Almost every sporting event in the United States has been postponed due to the COVID-19 pandemic. To help fill the void, this series looks at sports heroes who also served in the military.
Gene Rossides will forever be linked to one of the greatest college football upsets in history, the Oct. 25, 1947, game between the Columbia University Lions and the U.S. Military Academy's Black Knights, then known as the Army Cadets.
Rossides, a second-generation Greek American who grew up in Brooklyn, New York, played for the Lions from 1945 to 1948. He played a variety of positions — including kick returner, halfback and defensive back — but he mostly played quarterback.
What he did to our Army team in the last quarter was downright remarkable. He mixed his plays beautifully. I'd seen all the great Columbia quarterbacks, but I don't think they ever had a better one than Gene Rossides."
Earl 'Red' Blaik, U.S. Military Academy head football coach, 1941 to 1958
He still holds the school's scoring record for a single game with five touchdowns, achieved in a 34-26 win over the Cornell Big Red on Nov. 3, 1945.
Still, Rossides is best known for what came to be called "The Miracle at Baker Field." At the home game in 1947, he led the underdog Lions to a 21-20 victory over Army, ending the Cadets' 32-game unbeaten streak in one of the biggest upsets in college football history.
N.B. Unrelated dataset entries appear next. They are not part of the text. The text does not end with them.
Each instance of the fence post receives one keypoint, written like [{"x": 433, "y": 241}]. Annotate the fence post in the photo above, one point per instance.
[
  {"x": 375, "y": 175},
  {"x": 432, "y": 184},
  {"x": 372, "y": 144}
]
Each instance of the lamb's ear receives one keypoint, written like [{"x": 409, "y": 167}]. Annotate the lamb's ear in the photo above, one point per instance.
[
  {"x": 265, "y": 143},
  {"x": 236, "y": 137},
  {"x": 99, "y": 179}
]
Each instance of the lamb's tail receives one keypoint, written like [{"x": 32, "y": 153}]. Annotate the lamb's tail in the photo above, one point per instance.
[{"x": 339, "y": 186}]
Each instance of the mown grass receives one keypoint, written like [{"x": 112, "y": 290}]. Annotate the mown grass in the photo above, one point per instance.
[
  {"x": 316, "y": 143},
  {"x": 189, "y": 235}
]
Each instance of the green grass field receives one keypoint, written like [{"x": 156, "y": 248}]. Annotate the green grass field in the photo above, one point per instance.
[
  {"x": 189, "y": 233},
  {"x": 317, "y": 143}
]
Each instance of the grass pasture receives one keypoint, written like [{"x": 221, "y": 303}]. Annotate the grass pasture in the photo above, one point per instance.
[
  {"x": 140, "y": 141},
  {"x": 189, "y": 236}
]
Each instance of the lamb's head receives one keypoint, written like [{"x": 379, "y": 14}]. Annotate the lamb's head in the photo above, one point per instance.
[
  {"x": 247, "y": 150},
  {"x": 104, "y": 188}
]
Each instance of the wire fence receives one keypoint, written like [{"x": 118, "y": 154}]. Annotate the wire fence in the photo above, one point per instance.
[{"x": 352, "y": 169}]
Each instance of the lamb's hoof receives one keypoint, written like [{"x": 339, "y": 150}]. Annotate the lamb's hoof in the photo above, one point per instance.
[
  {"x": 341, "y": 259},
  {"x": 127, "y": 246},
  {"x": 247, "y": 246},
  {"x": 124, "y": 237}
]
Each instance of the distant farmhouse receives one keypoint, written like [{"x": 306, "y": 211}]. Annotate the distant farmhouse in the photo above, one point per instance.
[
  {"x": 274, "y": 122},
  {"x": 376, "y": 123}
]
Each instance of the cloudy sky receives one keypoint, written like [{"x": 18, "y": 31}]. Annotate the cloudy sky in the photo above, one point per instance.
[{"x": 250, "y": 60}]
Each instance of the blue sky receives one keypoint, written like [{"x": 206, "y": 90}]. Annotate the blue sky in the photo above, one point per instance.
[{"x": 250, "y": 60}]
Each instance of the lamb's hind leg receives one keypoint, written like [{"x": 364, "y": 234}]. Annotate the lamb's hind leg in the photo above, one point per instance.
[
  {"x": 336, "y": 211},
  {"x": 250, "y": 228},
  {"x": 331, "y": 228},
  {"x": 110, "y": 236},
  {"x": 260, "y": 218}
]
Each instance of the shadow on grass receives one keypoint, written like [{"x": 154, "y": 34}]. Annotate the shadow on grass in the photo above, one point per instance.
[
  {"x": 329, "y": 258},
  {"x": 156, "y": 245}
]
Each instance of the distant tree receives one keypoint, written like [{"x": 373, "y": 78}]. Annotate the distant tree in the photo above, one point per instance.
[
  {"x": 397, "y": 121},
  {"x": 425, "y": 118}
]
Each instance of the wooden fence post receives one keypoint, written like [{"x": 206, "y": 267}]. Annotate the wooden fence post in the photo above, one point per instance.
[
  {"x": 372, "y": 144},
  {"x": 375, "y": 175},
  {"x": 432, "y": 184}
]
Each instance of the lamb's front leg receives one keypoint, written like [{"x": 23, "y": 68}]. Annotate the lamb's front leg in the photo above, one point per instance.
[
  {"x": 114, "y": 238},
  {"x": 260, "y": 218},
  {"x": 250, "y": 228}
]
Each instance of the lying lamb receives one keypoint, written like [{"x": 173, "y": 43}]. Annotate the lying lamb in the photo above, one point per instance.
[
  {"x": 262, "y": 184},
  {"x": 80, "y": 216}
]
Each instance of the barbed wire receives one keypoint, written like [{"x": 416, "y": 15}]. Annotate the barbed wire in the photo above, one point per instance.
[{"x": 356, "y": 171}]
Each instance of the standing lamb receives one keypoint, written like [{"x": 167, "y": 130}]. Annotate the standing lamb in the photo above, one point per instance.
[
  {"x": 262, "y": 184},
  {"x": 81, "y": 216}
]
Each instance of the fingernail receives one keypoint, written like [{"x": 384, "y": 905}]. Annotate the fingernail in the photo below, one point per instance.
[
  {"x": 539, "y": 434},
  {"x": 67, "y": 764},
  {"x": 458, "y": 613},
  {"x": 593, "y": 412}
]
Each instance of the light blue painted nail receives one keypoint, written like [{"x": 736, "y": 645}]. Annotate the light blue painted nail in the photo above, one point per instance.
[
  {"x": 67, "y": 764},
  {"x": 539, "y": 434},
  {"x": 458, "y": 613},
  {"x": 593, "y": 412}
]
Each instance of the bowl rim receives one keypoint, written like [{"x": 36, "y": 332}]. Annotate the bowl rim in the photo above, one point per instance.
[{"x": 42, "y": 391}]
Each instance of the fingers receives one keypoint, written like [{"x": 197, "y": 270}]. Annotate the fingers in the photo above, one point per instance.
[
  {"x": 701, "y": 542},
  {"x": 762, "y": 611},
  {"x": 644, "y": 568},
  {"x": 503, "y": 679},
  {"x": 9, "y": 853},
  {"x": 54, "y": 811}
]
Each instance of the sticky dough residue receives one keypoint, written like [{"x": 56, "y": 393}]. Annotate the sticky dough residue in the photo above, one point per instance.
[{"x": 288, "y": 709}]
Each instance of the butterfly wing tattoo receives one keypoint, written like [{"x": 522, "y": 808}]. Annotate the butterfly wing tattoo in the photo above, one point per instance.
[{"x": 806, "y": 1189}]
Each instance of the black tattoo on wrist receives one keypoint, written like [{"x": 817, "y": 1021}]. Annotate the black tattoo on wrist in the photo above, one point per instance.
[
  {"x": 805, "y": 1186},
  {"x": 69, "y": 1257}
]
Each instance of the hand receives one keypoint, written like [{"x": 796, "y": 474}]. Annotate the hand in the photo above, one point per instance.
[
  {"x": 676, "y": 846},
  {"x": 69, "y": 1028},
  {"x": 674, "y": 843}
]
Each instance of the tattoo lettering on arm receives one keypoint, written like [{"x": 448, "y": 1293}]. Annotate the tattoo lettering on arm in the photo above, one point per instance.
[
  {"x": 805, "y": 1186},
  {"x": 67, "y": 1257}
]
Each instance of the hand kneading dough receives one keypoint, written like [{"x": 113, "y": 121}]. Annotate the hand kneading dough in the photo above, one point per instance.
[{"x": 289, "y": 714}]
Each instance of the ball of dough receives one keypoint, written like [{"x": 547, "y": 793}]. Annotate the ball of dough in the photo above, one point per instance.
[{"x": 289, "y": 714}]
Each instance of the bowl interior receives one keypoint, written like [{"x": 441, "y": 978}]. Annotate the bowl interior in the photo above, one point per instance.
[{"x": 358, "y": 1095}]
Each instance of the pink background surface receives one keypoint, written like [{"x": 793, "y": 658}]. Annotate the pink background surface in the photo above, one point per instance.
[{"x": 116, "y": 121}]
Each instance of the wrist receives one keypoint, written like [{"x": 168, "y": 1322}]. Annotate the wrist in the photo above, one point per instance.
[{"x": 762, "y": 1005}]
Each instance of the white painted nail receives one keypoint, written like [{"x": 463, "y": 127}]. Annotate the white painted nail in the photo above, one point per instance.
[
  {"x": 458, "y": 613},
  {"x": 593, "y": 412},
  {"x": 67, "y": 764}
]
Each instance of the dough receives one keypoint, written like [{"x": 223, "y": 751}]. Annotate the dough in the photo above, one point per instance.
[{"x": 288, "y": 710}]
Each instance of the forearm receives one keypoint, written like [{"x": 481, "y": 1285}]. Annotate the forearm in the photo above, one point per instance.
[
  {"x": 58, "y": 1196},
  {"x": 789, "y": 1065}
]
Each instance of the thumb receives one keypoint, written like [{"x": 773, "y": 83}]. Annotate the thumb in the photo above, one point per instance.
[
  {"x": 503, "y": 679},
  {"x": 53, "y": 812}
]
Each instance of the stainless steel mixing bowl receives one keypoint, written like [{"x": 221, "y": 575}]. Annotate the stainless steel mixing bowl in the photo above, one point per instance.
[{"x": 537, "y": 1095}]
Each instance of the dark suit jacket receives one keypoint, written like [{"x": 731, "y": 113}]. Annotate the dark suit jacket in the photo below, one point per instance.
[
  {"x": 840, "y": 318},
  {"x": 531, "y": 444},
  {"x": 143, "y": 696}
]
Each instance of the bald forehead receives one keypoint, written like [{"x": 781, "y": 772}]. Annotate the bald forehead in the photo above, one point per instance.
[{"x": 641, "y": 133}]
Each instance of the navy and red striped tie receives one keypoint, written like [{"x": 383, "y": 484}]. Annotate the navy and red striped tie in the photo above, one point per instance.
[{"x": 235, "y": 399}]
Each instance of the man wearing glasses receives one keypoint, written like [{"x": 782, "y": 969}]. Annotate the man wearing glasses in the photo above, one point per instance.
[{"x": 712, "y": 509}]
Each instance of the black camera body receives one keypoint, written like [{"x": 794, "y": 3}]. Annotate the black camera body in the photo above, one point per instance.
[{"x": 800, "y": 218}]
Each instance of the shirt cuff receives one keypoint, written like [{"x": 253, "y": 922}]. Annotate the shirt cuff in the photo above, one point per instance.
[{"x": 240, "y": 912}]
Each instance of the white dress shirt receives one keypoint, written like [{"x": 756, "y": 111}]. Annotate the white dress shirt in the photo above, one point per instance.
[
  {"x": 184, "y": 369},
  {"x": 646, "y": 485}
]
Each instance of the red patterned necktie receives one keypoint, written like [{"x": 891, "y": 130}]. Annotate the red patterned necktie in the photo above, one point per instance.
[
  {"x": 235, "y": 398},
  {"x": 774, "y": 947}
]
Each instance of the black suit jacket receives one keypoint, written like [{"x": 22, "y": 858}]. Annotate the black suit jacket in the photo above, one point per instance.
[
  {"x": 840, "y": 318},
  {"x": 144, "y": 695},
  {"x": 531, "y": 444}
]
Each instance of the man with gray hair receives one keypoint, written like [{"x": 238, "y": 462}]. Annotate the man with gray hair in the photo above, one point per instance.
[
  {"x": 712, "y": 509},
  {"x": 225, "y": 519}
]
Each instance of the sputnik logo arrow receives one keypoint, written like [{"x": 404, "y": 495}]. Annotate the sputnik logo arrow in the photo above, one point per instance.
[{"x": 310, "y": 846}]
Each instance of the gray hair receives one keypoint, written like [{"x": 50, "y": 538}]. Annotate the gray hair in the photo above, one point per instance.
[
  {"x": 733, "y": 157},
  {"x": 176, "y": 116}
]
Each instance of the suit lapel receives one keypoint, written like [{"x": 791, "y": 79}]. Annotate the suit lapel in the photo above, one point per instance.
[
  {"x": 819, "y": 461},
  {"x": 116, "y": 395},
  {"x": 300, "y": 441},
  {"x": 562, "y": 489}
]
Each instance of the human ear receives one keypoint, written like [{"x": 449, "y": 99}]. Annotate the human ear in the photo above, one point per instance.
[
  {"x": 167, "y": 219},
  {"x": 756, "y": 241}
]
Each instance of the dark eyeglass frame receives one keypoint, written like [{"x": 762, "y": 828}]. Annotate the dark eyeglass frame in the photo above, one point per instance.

The feat is especially remarkable because Army led 20-7 at halftime. At the start of the fourth quarter, the Lions were still trailing, but with Rossides' precision passing, they took the lead to win the game.
According to Greg Hotchkiss, Columbia Athletics director for communications, "Gene's passing and on-field play-calling carried the day. Army's legendary coach Earl 'Red' Blaik remarked, 'Rossides was probably the headiest quarterback at Columbia any of my teams had ever met. What he did to our Army team in the last quarter was downright remarkable. He mixed his plays beautifully. I'd seen all the great Columbia quarterbacks, but I don't think they ever had a better one than Gene Rossides.'"
During his four years with the Lions, Rossides completed 167 of 323 passes for 2,637 yards and 29 touchdowns, rushed 341 times for 1,110 yards and 17 touchdowns and caught 12 passes for 166 yards. He also was a major factor in the return game, as he concluded his career with 47 punt returns for 713 yards (15.2 average) and a touchdown and 39 kickoff returns for 809 yards (20.7 average). On defense, he intercepted nine passes for 115 return yards.
His football career is long remembered. Rossides was named to Columbia Football's Team of the 20th Century in 2000 and was inducted into the Columbia Athletics Hall of Fame in 2008.
Rossides didn't qualify to serve in World War II because he was just shy of 18 — the eligibility age for joining the military — when the war ended.
In 1949, Rossides was drafted by the New York Giants, but he opted instead to attend Columbia Law School on a full scholarship. Following law school, Rossides served a tour in the Air Force from 1956 to 1958, stationed at Wright-Patterson Air Force Base in Dayton, Ohio.
Here are some of his post-Air Force highlights:
- Served as a senior partner of the law firm of Rogers and Wells, now Clifford Chance LLP, where his career spanned nearly 40 years.
- Served as assistant secretary of the U.S. Treasury Department from 1969 to 1973, where he supervised the U.S. Customs Service, the Secret Service, the U.S. Mint, the Bureau of Printing and Engraving, the Tariff and Trade Office of Law Enforcement, the Federal Law Enforcement Training Center and the Internal Revenue Service law enforcement operations.
- Helped to establish the Bureau of Alcohol, Tobacco and Firearms in 1972.
- Appointed the first women to be federal law enforcement officers in 1972, inducting them into the Secret Service.
- Founded and chaired the American Hellenic Institute.
- Wrote numerous articles on international tariff and trade, the rule of law, and the 2014 book "Kissinger & Cyprus - A Study in Lawlessness."
- Served as a founding member of the Eisenhower Institute.
Rossides died May 16 at his home in Washington. He was 92.